FLUSHING YOUR APPLIANCES AND FAUCETS
Once you’ve flushed your hot and cold water faucets, be sure to take these additional steps to flush plumbing appliances. To protect the health and safety of our communities, Michigan DEQ recommends that you read carefully and follow the steps for flushing.
- Ice makers
If you have an ice maker in your refrigerator, first throw away all ice and then:
If you have a filter on your ice maker: Some refrigerators, which have ice makers, also have filters on the small water line that feed the ice maker. If you have or use filters on your ice maker, you want to replace the filter AFTER flushing your refrigerator’s ice maker. These filters require routine replacement. This would be a good time to replace the filter to ensure that the water line to the ice maker is completely flushed. Some refrigerators also provide filtered cold water. Check to make sure that you have replaced any filter AFTER flushing that is associated with the cold water supply. Then flush cold-water dispenser for five minutes.
- After flushing all of the other plumbing, let the ice maker container fill up completely and discard this ice and clean the container before replacing. If you have more than one refrigerator make sure you perform the same procedure on those units as well.
- Dishwashers and washing machines
Dishes and clothes that were washed during the DO NOT USE order should be rewashed. After flushing hot water pipes and water heater, run dishwasher and washing machine empty one time.
- Humidifiers, CPAP and other devices
Throw away any water used in humidifiers, Continuous Positive Airway Pressure (CPAP), oral, medical or healthcare devices, and rinse the device with clean water.
- Baby formula, food or drinks made with water during the DO NOT USE
Be sure you have thrown away any baby formula or other foods prepared with water during the incident. This includes drinks like Gatorade made with powder or concentrate.
- Water filters
Clean or change your water filter, or contact the filter manufacturer for more details.
- Water supplies for pets
Pets need clean water too. Be sure to empty all water bowls, bottles, or other water supplies for your pet. After flushing your water system, wash the pet bowl, bottle or other water supply.

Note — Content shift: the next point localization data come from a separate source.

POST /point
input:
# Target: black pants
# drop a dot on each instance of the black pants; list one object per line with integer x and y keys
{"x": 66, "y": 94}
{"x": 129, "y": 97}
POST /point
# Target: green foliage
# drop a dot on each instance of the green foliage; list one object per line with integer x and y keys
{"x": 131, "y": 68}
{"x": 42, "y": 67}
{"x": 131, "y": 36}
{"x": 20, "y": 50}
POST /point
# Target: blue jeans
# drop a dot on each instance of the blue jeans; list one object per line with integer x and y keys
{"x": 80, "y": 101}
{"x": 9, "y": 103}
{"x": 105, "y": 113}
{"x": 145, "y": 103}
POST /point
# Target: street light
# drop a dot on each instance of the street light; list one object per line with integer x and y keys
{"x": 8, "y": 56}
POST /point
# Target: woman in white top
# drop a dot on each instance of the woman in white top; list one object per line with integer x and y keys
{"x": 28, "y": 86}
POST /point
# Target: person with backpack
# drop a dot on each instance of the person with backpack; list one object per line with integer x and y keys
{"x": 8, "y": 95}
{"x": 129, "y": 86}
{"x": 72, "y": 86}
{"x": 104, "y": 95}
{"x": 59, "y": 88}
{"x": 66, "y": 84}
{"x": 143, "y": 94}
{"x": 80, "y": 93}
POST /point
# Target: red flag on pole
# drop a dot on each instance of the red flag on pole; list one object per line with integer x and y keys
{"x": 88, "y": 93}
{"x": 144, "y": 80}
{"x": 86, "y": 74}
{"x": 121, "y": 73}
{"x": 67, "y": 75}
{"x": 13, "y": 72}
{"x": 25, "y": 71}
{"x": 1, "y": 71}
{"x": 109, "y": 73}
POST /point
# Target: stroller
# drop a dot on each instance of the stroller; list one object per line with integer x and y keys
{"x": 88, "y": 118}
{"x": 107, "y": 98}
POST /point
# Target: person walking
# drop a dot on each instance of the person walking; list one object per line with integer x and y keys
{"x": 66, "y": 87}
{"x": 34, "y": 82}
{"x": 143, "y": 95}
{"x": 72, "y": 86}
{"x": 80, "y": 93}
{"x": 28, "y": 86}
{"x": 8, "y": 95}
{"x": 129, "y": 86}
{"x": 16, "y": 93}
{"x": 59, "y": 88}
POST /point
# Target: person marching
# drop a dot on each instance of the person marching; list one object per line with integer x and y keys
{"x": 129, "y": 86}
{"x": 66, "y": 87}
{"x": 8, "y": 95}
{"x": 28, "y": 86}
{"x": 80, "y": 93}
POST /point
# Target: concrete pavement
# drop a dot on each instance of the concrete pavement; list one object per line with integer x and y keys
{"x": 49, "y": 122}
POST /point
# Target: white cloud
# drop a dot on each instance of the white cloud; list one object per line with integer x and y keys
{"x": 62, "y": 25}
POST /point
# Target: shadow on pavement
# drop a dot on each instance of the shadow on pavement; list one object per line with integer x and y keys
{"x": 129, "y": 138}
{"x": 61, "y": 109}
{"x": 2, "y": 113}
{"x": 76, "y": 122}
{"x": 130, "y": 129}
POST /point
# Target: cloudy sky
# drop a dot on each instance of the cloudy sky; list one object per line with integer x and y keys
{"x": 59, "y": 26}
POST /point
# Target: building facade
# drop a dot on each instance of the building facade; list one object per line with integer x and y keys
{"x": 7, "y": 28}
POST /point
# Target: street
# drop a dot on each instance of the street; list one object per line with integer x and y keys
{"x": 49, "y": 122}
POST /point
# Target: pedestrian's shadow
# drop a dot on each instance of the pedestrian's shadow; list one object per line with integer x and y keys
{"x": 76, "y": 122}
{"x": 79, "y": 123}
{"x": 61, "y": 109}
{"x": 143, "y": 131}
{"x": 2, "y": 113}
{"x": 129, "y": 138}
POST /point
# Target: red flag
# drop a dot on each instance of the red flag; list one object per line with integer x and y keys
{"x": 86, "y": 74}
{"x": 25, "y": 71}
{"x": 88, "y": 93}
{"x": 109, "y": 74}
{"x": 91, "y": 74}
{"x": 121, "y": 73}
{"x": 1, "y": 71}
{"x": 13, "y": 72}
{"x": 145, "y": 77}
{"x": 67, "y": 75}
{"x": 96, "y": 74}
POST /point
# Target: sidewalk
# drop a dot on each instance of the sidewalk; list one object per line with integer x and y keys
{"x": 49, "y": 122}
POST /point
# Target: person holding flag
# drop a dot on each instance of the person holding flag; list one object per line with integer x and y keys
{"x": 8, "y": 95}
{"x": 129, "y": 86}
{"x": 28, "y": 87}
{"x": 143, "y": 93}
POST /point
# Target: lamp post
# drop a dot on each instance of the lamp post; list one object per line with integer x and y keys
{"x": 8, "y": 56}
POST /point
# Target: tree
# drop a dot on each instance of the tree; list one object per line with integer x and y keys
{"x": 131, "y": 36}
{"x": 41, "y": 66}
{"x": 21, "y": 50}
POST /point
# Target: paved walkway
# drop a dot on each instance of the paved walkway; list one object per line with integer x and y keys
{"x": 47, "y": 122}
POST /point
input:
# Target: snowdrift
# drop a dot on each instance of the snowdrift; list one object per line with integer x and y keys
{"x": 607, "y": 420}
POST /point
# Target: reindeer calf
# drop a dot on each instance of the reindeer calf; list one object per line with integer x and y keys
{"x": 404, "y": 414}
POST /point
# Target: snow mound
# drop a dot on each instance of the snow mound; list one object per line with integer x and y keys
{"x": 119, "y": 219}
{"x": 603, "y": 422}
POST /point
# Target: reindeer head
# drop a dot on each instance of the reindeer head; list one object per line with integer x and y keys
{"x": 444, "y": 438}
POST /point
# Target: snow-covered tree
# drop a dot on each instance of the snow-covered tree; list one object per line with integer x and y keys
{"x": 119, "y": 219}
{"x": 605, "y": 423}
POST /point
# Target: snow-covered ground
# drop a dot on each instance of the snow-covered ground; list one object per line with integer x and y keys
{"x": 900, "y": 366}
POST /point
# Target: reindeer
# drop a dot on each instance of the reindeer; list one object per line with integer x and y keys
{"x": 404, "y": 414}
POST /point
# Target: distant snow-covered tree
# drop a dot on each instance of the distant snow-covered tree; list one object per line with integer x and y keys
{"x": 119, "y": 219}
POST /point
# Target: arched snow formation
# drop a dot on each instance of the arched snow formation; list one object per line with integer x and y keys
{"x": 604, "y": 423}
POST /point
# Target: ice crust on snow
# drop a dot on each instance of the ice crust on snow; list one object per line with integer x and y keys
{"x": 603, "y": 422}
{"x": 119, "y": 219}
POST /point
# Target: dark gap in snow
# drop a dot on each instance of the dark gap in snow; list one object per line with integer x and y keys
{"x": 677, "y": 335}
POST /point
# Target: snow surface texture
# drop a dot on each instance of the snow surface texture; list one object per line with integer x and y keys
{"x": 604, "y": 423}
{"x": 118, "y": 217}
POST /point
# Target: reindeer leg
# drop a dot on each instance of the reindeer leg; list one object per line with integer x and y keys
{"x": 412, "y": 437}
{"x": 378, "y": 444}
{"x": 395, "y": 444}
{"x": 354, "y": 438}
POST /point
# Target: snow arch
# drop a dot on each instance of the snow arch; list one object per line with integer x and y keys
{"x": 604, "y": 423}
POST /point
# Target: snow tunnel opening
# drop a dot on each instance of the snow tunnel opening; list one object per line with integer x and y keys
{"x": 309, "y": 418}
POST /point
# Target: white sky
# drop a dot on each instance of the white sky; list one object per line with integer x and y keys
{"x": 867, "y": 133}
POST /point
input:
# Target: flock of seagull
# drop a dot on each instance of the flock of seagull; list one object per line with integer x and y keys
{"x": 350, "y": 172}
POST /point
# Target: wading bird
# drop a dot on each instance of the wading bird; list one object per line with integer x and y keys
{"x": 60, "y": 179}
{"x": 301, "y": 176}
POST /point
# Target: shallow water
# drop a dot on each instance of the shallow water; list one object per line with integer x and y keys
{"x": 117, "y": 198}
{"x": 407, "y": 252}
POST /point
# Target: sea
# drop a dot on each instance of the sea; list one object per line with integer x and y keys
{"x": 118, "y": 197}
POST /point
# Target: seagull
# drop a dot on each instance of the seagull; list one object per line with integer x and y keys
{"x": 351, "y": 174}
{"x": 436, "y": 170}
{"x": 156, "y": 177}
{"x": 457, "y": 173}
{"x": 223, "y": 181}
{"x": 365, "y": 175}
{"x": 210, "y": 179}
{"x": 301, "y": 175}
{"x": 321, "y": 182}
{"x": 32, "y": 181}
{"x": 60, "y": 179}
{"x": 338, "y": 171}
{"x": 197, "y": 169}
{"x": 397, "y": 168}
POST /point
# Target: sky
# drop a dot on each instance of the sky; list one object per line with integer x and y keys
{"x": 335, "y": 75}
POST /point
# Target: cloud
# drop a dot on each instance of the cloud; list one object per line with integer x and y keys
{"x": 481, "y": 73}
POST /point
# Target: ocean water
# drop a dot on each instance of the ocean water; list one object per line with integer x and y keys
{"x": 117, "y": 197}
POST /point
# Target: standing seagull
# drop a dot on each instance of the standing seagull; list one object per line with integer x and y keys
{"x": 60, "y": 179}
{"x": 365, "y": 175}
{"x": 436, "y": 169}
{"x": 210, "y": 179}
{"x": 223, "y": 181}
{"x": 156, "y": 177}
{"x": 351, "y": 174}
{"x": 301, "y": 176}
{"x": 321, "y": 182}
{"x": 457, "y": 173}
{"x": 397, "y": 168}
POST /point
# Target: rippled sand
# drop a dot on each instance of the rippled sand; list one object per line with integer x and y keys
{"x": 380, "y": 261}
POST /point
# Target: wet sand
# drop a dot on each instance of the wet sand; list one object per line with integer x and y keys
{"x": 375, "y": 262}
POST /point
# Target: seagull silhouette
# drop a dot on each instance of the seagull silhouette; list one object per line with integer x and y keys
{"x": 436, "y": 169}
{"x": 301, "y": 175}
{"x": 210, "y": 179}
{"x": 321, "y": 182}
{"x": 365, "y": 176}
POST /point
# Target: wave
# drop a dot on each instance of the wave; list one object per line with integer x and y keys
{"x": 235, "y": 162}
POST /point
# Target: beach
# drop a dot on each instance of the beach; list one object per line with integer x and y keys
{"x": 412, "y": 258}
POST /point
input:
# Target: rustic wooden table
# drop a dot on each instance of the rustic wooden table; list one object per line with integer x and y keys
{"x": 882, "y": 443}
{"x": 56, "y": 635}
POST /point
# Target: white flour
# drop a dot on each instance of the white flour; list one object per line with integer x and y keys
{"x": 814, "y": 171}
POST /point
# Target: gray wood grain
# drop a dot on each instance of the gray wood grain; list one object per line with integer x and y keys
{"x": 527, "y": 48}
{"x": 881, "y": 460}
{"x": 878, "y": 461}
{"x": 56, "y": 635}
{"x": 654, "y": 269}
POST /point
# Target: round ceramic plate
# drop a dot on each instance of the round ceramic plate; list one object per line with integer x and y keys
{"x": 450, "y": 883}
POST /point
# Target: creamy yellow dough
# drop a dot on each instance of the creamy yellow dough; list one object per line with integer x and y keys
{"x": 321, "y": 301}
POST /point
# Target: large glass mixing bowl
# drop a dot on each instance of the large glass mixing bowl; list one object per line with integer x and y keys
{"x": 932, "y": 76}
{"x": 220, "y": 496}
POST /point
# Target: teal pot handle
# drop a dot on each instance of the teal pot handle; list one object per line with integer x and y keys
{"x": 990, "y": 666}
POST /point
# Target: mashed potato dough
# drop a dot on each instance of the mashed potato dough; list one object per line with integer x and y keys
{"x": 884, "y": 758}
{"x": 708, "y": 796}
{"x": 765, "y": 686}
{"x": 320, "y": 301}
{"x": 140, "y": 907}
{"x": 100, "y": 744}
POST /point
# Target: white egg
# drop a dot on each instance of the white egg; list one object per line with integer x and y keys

Then refill with tap water.
Point of entry/point of use devices
(this may not apply to all customers)
If you have a Point of Entry water treatment system such as a water softener or filter, which all of the home’s water passes through before it enters the main plumbing system, you should consider the following general guidelines before completing your household plumbing flushing.
- Water Softeners
Household water softeners, which use a natural or synthetic resin material to exchange sodium for calcium and magnesium present in the water, should be manually regenerated before flushing your plumbing system. This will ensure that the softener resin has been backwashed and cleaned before flushing procedures begin.
If you are unsure of how to manually initiate a regeneration cycle, refer to your softener owner’s manual or call you equipment supplier for assistance.
- Sediment Filters
Household water filters usually fall in two basic categories:
- Pressure filters, which can be backwashed to clean
- Cartridge filters, which have a replaceable element or cartridge
If your home has a pressure filter that can be backwashed, you should initiate a manual backwash of the filter before proceeding with, and after completing, the flushing procedures.
If you have a whole house cartridge filter system, you should replace the cartridges after completing the flushing procedures.
- Point of use filters/treatment
If you have or use Point of Use filters, which are typically attached to your kitchen faucet you should replace the filter before using the faucet-connected unit. These filters require periodic replacement, making this an appropriate time.
- Reverse Osmosis
Reverse Osmosis drinking water treatment systems often have pre-filters, which you may want to replace before flushing the RO System. However, the actual Reverse Osmosis membrane module should not require replacement. If the manufacturer of the membrane suggests that you replace this part of the system you should ask them to give you the specific reasons why.
These instructions and tip provided by the Michigan Department of Environmental Quality (DEQ).